There are reasons that we shouldn’t think that this means that slavery was going to last forever. But, in the 1850s, there are a lot of numbers on the slaveholders’ side, and the Republican confidence in its doom is often a bluff that we shouldn’t take literally.
ERIC FONER: They talk about its doom, but as Lincoln said, it might last a hundred more years. It’s doomed, but maybe way in the future. One of the advantages of the internationalist perspective that Matt talked about in the book is that it does make you realize that slavery was expanding not only in the United States, but also in Brazil and Cuba. Those were the three great slaveholding societies of the nineteenth century.
MATT KARP: Here’s a useful little fact: in 1860, on the eve of the American Civil War, there were more slaves in the Western Hemisphere than at any other point in history. Slavery was not going away; it was not dying out, even though it had been abolished in Haiti, of course, by revolution, in the British empire, in the Latin American nations, which had rebelled against Spain. It was still dynamic and growing, so that was the frame of mind that these Southern slaveholders brought into this period.
There’s a character in the book — a senator from Virginia who’s the chairman of the finance committee across the 1850s, one of the most powerful guys in Washington.
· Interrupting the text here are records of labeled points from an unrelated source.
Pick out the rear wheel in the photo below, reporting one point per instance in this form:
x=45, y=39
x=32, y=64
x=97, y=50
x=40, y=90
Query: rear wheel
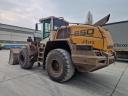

He’s kind of lost in the sands of time, Robert Mercer Taliaferro Hunter.
He gave a speech at one point in 1850 where he does a thought experiment: imagine if slavery had been abolished everywhere at the time of British abolition. And he says, “Imagine this: no cotton. No sugar. Little coffee, less tobacco.” He makes the world sound really bleak without slavery. He’s this sort of rumpled, conservative, country-born Virginian, but he has this global perspective.
That global perspective really enforces their confidence about slavery’s place at the heart of the world economy. All these industrializing societies are buying more and more slave goods. Slave societies look like they are outpacing the emancipated societies, which are less productive from a pure export perspective because they’re not coercing the workers as directly.
ERIC FONER: One of the interesting things you talk about is the intellectual world of the 1850s, where scientific racism was very rapidly gaining a hold on “enlightened” thought, the pseudoscience of craniology. The notion that human beings were divided into groups called races, and some of them were superior, and some of them were inferior, was more powerful in this period than it had been thirty or forty years before.